While Henrik Ibsen reveals the moral hypocrisy that pervades the whole community in The Pillars of Society, the negative effects are shown primarily through the character of Bernick. Ibsen conveys that such hypocrisy has a damaging impact on everyone, even on those whose embrace of unethical behavior may seem to make them immune to such effects. Bernick’s long history of bad deeds, which predate the play’s action, eventually come back to cause him as much harm as had befallen those he manipulated along the way. The ripple effects of a few bad decisions are shown to have ever-widening consequences when the members of society refuse to take a moral stand.
Bernick had long ago chosen money over love when he married one of two half-sisters, the one who had access to her family’s wealth. When he cheats on his wife, he places the blame on Jonah, who is left with little choice but to leave the country.

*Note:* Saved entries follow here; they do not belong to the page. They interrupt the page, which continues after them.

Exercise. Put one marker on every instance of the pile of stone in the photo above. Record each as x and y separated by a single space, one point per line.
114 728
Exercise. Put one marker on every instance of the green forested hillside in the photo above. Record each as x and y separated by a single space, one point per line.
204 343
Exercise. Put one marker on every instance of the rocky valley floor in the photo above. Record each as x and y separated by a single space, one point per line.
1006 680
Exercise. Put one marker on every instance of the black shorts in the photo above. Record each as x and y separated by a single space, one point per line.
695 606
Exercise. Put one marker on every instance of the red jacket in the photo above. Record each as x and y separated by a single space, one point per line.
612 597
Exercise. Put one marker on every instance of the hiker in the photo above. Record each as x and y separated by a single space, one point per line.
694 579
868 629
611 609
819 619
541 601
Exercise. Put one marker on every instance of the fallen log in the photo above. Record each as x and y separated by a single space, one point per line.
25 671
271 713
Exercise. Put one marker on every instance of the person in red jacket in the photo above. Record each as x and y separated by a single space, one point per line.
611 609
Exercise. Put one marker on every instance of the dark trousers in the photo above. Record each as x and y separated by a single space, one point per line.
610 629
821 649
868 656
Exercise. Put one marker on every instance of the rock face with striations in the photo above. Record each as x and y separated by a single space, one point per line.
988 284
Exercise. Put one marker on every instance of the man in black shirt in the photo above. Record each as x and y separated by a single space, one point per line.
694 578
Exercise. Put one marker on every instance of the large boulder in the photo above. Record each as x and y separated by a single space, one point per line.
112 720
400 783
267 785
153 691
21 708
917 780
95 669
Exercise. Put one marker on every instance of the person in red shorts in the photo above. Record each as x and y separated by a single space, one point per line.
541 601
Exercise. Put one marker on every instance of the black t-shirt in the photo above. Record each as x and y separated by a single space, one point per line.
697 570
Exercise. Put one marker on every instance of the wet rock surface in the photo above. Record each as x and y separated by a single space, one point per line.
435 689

The woman implicated in the affair dies, and her husband leaves town, abandoning their daughter, Dina. The girl suffers from her mother’s ruined reputation, which places obstacles in the path of her future marriage to the local doctor.

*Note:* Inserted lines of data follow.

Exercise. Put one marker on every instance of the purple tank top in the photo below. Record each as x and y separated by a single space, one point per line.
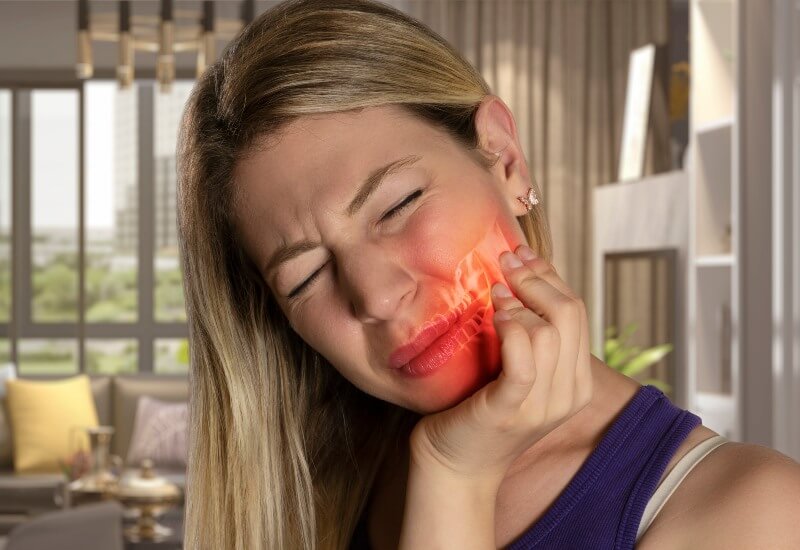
603 503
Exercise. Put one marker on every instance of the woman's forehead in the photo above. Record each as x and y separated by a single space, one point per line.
320 160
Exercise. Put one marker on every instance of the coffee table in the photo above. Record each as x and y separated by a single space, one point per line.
172 518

When Jonah returns, Bernick rejects the opportunity to set the story straight. He rationalizes his actions as benefitting the town, not just himself. He not only refuses to clear the other man’s name, but plots his likely death on an unsafe ship that he owns. Dina and Jonah, now a couple, actually survive on another ship. Instead, it is his own son, Olaf, who dies on Bernick’s ship—the victim of his father’s morally bankrupt actions.